The self-professed leader of the Maryland-based prison gang Dead Man Inc. was sentenced to life in prison Monday after threatening to withdraw his guilty plea, according to federal prosecutors.
The plea agreement will spare James Sweeney, 35, a possible death sentence in a separate case in which he was charged with killing a fellow inmate. The former Locust Point resident, who is being held in federal prison in Texas, admitted under the agreement that he was a leader of Dead Man Inc. and that he ordered "hits for hire in order to raise money and also to enable white prisoners to retaliate against black gangs" in Maryland, court records show.
Sweeney had first pleaded guilty in September, after promising to rescind an agreed-upon plea deal. In recent months, he's been firing off various missives to the court and the media, and filed a motion to withdraw his plea. But by the time he got to court for Monday's hearing, he had decided to pull back that motion.
"Defendant makes this request voluntarily and without coercion," Sweeney said in a hand-written motion. According to a spokeswoman for U.S. Attorney for Maryland Rod Rosenstein, Sweeney received a life sentence at that hearing.
In previous court filings, Sweeney wrote that Dead Man Inc was divided into two groups - DMI, an empowerment group, and Power Over All, a criminal offshoot. He argued that he wasn't aware of the specific criminal acts allegedly carried out by the group and his attorneys had misled him.

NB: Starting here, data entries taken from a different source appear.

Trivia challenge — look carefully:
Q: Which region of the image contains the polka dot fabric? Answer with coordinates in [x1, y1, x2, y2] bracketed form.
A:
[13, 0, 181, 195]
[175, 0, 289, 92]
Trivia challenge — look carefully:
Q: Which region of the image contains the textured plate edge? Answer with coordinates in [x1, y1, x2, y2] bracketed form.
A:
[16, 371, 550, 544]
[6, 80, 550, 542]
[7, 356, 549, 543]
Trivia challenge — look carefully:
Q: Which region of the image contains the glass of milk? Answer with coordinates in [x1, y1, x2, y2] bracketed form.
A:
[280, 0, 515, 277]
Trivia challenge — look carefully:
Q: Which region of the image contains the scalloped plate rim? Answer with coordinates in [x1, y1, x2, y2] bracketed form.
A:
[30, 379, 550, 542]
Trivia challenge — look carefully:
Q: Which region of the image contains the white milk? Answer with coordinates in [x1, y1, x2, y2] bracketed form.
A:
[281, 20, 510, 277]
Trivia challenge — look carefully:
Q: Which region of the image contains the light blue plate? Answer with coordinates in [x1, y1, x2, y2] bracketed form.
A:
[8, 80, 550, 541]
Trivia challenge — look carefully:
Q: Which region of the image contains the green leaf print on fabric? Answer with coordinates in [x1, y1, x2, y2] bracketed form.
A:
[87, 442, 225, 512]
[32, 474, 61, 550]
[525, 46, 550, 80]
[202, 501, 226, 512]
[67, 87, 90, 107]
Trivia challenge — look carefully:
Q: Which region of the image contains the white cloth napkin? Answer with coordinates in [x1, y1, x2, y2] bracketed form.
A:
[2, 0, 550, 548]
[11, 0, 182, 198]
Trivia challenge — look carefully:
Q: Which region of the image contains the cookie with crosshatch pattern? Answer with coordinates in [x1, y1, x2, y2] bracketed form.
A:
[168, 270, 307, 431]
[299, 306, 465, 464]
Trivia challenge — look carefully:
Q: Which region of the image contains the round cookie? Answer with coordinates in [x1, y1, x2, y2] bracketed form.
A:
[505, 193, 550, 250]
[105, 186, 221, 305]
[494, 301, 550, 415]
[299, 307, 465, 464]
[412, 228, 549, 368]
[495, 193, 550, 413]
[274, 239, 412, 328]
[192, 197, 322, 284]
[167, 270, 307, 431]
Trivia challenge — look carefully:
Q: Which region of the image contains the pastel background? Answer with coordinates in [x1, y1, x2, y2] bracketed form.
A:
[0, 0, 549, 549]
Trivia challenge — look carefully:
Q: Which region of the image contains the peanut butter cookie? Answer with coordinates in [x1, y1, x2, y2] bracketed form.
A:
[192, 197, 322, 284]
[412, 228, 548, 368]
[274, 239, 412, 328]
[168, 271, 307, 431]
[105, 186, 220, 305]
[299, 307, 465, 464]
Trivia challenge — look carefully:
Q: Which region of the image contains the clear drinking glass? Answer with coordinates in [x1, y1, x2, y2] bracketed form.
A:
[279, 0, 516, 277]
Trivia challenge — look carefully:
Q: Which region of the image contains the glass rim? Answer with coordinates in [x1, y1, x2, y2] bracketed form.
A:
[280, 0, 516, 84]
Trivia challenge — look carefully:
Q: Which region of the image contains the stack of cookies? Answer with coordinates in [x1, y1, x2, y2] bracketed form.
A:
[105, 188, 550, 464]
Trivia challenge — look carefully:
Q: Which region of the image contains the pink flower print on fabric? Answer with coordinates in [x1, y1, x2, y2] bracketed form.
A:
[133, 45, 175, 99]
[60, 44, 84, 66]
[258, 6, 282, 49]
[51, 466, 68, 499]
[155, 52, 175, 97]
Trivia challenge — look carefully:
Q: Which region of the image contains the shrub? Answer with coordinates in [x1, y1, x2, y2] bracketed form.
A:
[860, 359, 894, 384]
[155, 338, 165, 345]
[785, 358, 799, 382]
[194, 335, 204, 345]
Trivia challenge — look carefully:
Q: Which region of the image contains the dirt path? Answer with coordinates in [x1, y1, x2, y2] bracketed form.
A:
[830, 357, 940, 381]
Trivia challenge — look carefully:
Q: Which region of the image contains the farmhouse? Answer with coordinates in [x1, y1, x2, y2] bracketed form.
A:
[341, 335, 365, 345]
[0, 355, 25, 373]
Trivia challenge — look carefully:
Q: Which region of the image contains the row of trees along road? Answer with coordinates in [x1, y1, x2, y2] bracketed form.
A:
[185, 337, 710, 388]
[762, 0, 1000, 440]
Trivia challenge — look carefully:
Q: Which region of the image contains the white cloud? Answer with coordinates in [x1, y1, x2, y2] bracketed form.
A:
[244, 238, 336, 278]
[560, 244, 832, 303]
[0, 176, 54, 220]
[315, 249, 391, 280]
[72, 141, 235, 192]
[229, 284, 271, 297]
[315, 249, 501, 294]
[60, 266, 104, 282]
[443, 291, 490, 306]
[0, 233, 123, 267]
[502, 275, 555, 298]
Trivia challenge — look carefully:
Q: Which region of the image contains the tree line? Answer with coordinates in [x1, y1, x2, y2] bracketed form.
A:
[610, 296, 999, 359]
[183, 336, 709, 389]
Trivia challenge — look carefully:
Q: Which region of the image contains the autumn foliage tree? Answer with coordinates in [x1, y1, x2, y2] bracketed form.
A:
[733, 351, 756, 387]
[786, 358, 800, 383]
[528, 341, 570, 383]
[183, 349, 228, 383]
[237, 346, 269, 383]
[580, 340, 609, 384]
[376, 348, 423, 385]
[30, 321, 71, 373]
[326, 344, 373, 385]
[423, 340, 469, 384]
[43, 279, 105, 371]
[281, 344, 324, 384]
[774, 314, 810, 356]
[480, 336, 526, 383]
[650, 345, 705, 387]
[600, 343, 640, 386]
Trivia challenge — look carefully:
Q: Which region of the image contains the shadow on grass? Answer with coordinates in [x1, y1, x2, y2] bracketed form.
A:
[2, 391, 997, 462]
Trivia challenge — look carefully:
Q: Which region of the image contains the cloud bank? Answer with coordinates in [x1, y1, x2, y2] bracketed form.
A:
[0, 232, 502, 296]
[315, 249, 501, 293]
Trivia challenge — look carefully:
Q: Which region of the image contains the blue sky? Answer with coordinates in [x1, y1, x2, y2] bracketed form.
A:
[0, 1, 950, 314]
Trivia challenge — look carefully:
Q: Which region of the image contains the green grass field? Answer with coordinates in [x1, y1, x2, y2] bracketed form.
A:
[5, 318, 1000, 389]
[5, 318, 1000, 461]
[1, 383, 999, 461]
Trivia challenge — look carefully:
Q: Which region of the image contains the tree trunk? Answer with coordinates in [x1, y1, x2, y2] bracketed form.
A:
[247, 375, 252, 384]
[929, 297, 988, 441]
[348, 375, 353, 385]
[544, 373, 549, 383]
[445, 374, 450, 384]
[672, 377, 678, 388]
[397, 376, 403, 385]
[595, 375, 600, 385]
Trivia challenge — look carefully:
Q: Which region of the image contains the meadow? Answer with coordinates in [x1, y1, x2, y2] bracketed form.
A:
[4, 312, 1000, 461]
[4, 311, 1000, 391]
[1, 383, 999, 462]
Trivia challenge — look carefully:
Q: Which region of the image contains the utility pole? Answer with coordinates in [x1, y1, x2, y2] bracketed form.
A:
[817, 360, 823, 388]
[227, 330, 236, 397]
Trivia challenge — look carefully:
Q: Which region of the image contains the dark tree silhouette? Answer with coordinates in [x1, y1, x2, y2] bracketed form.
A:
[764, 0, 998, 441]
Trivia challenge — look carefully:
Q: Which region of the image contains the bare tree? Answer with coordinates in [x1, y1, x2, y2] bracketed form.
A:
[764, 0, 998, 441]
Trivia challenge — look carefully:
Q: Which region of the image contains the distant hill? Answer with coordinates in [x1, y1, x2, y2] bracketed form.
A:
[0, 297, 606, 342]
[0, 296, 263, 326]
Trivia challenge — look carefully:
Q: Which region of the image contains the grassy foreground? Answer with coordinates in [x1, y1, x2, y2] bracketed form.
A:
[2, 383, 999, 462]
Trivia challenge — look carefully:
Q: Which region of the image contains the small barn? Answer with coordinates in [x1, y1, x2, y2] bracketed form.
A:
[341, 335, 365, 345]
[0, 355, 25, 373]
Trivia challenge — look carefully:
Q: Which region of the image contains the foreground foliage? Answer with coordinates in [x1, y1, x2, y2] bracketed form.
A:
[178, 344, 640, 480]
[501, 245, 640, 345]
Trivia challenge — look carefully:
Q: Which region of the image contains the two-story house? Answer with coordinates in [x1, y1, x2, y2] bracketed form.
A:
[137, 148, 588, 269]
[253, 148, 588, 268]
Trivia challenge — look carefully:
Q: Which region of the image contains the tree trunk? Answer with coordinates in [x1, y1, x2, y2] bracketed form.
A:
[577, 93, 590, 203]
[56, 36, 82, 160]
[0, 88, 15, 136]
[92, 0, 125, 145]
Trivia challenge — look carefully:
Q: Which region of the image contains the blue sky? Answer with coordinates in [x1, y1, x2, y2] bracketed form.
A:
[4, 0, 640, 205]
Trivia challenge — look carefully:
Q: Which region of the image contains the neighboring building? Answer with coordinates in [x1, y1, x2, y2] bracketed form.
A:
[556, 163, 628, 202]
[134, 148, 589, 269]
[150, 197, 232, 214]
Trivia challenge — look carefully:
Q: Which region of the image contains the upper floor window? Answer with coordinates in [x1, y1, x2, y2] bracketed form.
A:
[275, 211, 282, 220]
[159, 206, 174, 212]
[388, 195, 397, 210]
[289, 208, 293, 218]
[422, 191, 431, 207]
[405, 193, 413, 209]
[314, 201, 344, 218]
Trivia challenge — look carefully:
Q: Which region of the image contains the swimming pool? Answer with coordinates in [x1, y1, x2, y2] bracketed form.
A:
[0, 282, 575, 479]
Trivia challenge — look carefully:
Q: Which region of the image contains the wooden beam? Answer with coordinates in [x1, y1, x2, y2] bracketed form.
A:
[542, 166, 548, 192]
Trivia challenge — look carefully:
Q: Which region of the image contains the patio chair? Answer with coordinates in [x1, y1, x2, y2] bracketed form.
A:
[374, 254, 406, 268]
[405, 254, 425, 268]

The co-founder of the gang, Perry Roark, earlier this year pleaded guilty and received life in prison. He renounced the gang at his sentencing.
Roark developed Dead Man Inc. by merging three other gangs within the Maryland prison system in the late 1990s, after he was rejected by the African-American Black Guerrilla Family gang, investigators have said
DMI began as a sort of white contractor for the Black Guerrilla Family, carrying out killings and assaults for the black gang in exchange for drugs, and grew into its own criminal brotherhood, looking out for its members' safety and addictions, prosecutors said.